The hybrid strategy: optimizing for both RAG and training data
Optimizing for training data inclusion
Complete and verify your Google Business Profile with every field filled out. Create or update your Foursquare listing — critical since 70 percent of ChatGPT\'s local results come from Foursquare. List your business on at least 5 industry-specific directories. Audit and fix NAP consistency across all existing listings. Request reviews from your 10 most recent satisfied customers, asking them to describe their specific experience. Medium-term actions for sustained visibility, ongoing. Publish one piece of answer-ready content per month on your website — a detailed FAQ, a service guide, a case study, or an industry insight. Accumulate reviews steadily across Google and 2 or more industry platforms. Seek mentions in local media, industry publications, or community organizations. Keep all directory listings current as your business information changes. Monitor your AI visibility weekly with LunimRank to verify that both RAG and training data optimizations are producing results. Track which engines improve and which remain stagnant, and adjust your strategy accordingly. The Starter plan at 39 dollars per month provides weekly automated scans across 3 engines with per-engine breakdown and trend tracking. Start your free scan at lunimrank.com to establish your baseline across all engines.

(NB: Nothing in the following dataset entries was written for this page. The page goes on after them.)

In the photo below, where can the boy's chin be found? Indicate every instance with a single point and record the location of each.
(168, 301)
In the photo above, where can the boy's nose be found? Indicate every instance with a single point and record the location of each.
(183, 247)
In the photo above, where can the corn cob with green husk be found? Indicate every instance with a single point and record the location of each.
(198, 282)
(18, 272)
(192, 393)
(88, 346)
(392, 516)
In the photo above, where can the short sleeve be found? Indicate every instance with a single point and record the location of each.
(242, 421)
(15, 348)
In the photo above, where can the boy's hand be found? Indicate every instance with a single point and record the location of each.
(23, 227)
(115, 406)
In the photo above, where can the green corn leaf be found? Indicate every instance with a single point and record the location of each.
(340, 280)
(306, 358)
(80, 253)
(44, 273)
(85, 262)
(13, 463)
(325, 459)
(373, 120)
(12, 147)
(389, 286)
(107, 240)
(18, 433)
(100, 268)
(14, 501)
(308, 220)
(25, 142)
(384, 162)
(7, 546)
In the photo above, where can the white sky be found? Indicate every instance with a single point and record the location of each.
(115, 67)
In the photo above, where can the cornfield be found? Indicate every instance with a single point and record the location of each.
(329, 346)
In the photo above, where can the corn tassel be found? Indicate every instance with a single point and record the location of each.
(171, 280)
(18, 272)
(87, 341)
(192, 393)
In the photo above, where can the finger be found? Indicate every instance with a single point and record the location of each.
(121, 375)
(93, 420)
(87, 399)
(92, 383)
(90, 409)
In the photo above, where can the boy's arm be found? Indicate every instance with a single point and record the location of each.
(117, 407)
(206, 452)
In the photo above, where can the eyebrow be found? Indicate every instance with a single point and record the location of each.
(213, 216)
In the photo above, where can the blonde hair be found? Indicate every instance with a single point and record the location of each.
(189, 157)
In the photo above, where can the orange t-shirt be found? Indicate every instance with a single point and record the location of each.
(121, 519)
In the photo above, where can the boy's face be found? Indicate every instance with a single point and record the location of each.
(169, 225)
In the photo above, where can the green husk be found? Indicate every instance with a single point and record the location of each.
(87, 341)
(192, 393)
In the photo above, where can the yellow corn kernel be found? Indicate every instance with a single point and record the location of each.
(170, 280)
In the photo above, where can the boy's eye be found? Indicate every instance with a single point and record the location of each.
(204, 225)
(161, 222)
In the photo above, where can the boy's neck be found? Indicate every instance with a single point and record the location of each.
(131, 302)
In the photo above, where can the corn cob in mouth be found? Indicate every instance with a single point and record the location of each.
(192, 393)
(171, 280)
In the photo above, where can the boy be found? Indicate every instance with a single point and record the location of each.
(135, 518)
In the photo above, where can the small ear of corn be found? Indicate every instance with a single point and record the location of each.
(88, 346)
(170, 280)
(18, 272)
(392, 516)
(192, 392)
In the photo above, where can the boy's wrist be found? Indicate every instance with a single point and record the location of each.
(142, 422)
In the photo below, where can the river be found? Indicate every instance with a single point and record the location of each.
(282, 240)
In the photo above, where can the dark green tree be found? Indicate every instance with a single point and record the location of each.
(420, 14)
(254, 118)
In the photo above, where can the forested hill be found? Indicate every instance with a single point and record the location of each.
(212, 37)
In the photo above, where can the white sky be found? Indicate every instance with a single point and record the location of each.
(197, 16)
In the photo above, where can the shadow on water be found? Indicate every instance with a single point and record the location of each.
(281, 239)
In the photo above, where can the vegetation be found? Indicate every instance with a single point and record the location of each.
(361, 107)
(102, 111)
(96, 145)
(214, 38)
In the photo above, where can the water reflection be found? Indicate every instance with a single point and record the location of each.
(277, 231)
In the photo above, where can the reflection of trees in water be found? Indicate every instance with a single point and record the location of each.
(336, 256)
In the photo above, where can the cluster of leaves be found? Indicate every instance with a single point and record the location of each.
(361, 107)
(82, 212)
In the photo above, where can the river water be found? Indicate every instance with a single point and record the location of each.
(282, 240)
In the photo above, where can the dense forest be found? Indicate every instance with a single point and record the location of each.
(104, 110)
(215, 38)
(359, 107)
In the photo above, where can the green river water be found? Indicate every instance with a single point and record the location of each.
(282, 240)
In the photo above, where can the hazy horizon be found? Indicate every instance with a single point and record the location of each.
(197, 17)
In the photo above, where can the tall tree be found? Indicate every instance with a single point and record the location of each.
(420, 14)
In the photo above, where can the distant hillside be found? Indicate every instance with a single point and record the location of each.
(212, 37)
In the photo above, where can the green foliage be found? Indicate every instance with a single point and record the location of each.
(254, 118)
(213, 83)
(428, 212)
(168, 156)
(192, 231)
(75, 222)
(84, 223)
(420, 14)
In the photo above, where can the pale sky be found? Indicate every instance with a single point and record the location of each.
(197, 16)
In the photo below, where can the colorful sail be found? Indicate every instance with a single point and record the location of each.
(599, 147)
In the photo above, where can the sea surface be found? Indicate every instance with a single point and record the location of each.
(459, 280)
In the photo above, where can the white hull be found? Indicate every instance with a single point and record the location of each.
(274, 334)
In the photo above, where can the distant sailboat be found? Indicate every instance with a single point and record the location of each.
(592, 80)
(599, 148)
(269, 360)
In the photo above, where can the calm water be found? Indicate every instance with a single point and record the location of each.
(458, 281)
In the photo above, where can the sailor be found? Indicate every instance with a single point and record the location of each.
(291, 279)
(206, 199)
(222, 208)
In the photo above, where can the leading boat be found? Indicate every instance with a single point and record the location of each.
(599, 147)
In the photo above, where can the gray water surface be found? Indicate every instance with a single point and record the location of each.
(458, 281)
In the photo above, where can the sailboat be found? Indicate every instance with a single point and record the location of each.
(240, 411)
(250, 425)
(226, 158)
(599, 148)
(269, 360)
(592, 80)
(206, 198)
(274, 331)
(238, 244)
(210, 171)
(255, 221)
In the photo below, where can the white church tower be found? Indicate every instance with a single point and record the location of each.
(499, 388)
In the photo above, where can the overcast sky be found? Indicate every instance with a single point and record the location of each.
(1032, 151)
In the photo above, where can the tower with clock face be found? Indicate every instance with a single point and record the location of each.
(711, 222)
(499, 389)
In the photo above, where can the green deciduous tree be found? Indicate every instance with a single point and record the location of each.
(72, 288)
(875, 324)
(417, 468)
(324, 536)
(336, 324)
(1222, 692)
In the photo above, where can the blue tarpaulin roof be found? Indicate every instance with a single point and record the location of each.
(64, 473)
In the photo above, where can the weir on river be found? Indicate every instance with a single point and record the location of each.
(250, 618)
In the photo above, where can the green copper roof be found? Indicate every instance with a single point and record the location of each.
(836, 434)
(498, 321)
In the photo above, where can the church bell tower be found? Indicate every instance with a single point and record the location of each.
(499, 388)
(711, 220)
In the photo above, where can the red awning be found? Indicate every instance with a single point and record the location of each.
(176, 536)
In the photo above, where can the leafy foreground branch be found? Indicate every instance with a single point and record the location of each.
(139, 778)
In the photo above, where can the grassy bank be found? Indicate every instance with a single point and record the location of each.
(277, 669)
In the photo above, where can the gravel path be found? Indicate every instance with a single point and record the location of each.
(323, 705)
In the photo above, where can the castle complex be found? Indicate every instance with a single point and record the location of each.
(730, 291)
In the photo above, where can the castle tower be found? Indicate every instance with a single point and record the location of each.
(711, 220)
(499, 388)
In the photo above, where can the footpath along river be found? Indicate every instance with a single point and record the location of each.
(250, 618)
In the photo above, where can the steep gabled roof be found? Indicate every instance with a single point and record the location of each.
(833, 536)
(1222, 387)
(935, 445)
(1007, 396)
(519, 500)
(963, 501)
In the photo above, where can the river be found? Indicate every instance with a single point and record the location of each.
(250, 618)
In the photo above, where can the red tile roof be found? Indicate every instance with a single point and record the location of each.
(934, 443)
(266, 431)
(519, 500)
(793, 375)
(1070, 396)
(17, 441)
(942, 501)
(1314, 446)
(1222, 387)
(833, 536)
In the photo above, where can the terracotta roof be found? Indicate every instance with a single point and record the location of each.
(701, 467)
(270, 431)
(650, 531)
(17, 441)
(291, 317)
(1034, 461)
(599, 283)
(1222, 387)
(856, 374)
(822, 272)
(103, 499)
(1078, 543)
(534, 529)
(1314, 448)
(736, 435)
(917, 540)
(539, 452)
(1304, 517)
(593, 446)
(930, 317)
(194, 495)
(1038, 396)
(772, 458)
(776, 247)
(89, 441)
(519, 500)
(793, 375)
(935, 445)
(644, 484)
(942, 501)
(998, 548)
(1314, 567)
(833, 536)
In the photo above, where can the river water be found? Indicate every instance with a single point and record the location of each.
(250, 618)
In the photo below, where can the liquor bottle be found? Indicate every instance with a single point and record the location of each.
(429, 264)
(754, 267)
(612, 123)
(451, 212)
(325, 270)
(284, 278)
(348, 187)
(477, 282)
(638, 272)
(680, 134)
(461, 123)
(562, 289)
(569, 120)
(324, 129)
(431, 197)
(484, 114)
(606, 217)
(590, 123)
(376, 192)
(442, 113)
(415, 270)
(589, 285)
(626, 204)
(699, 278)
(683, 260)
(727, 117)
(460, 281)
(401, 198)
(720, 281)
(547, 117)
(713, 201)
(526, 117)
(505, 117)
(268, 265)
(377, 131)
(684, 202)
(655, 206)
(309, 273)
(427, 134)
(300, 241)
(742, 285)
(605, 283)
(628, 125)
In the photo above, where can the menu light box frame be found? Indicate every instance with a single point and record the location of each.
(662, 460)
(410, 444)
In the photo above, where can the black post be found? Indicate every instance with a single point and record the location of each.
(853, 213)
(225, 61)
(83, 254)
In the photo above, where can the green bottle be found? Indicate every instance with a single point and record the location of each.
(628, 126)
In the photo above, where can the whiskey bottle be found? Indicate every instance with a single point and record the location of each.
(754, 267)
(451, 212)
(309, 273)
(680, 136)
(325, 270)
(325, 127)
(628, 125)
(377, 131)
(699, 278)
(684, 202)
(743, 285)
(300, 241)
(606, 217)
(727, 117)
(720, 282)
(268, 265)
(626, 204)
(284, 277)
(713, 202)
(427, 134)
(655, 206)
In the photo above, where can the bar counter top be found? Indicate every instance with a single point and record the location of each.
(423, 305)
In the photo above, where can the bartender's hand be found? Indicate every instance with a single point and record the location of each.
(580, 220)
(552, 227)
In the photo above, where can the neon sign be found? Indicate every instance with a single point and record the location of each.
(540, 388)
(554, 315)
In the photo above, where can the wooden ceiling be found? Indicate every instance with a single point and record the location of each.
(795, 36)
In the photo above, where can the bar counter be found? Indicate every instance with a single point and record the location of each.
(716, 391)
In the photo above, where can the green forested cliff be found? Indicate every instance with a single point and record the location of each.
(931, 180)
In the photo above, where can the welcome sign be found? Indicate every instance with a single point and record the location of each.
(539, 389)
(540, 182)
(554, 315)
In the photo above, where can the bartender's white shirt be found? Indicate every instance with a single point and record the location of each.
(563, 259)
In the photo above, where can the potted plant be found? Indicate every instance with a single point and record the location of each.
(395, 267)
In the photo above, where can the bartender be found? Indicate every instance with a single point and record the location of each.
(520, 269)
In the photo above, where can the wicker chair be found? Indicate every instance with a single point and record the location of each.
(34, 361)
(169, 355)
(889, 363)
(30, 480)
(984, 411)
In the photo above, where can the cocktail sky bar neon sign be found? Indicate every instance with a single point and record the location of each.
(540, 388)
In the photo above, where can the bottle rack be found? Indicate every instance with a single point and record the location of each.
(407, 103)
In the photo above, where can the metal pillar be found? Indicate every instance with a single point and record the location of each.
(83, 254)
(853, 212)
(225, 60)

Common questions about RAG and training data in AI search
Quick wins for hybrid AI visibility
The fastest way is to ensure your website is technically accessible to AI crawlers (fix robots.txt), has clear structured data (add schema markup), and provides a comprehensive business summary (create llms.txt). These changes make your content easy for RAG engines to find, parse, and cite. Additionally, ensuring your website is indexed by Google and Bing helps because many RAG engines search through those indexes. Does more content mean better AI visibility? Quality matters more than quantity, but comprehensive content does help for RAG. RAG engines search for relevant pages and cite the most useful ones. Having more pages with specific, answer-ready content gives RAG engines more opportunities to find and cite your business. However, thin pages with generic content provide no RAG benefit and may dilute your overall quality signals. Why does Perplexity cite my website but ChatGPT does not? Perplexity uses RAG for every query, so it finds your current website content in real time. ChatGPT may rely on training data that does not include your recent content. This is a common pattern and indicates that your current website is well-optimized but your historical web footprint needs building. Focus on directory listings, review accumulation, and earning mentions across authoritative sources to strengthen your training data presence over time.